If you want to run an Erlang-style distributed system in the kernel then that's an interesting research project, but it isn't where Linux is today. You'd be better off starting with SeL4 or Fuchsia.
Linux isn’t a microkernel. If you want to work on a microkernel, go work on Fuchsia. It’s interesting research but utterly irrelevant to the point at hand.
Anyway, the microkernel discussion has been happening for three decades now. They haven’t historically had a little lower performance. They had garbage performance, to the point of being unsuitable in the 90s.
Plenty of kernel code can’t be written as to be unwindable. That’s the issue at hand. In a fantasy world, it might have been written as such but it’s not the world will live in which is what matters to Linus.

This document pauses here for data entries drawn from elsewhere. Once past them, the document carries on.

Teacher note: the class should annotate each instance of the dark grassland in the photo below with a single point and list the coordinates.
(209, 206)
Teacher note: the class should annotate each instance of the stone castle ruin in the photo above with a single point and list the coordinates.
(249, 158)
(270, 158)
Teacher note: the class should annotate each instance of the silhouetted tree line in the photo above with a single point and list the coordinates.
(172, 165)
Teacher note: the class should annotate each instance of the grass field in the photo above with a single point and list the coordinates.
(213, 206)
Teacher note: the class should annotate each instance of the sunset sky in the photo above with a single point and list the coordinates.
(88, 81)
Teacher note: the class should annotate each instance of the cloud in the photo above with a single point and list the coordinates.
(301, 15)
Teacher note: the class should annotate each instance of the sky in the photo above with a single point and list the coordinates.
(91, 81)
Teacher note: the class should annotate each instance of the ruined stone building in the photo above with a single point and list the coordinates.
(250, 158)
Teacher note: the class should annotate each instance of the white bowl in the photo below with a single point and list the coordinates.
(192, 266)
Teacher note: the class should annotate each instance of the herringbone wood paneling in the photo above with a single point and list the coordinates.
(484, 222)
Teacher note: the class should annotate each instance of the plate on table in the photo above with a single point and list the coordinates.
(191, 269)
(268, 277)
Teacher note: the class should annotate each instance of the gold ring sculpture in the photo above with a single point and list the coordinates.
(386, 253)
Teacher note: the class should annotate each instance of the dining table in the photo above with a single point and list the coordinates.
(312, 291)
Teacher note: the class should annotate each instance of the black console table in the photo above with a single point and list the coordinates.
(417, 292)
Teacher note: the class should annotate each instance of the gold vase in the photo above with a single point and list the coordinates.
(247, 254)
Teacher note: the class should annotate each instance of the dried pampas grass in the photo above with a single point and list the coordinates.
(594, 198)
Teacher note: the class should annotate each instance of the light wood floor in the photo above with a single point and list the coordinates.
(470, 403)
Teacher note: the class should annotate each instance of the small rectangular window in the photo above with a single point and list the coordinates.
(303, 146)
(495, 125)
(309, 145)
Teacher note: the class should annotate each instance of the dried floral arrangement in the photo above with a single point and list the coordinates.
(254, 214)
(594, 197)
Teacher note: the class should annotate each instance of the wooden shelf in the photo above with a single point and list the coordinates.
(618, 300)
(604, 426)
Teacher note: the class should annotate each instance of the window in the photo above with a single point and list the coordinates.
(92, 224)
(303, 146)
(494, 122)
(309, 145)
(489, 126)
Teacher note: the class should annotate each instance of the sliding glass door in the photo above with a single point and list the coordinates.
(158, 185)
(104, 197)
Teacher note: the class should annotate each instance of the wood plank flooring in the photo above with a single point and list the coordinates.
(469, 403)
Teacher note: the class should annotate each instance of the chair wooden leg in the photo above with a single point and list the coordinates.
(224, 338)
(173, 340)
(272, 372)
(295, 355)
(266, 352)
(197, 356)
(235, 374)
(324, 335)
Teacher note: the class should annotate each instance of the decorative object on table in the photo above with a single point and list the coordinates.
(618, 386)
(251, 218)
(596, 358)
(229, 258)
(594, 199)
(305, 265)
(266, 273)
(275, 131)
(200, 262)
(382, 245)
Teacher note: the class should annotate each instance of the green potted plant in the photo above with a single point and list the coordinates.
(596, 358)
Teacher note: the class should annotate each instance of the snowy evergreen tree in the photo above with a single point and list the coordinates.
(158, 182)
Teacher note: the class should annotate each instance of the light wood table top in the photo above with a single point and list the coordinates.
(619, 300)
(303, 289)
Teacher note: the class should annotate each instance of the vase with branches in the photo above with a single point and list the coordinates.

"Performance" is a red herring. In a safety-critical system, what matters is the behaviour and the consistency. ThreadX provides timing guarantees which Linux can not, and all of the system threads are executed in strict priority order. It works extremely well, and the result is a system for which one can can understand the behaviour exactly, which is important for validating that it is functioning correctly. Simplicity equates to reliability. It doesn't matter if it's "slow" so long as it's consistently slow. If it meets the product requirements, then it's fine. And when you do the board design, you'll pick a part appropriate to the task at hand to meet the timing requirements.
Anyway, systems like ThreadX provide safety guarantees that Linux will never be able to. But the interface is not POSIX. And for dedicated applications that's OK. It's not a general-purpose OS, and that's OK too. There are good reasons not to use complex general-purpose kernels in safety-critical systems.
IEC 62304 and ISO 13485 are serious standards for serious applications, where faults can be life-critical. You wouldn't use Linux in this context. No matter how much we might like Linux, you wouldn't entrust your life to it, would you? Anyone who answered "yes" to that rhetorical question should not be trusted with writing safety-critical applications. Linux is too big and complex to fully understand and reason about, and as a result impossible to validate properly in good faith. You might use it in an ancillary system in a non-safety-critical context, but you wouldn't use it anywhere where safety really mattered. IEC 62304 is all about hazards and risks, and risk mitigation. You can't mitigate risks you can't fully reason about, and any given release of Linux has hundreds of silly bugs in it on top of very complex behaviours we can't fully understand either even if they are correct.
Neither QNX nor ThreadX are intended to be general purpose kernel. I haven’t looked into it for a long time but QNX performances used to not be very good. It’s small. It can boot fast. It gives you guaranty regarding time of return. Everything you want from a RTOS in a safety critical environment. It’s not very fast however which is why it never tried to move towards the general market.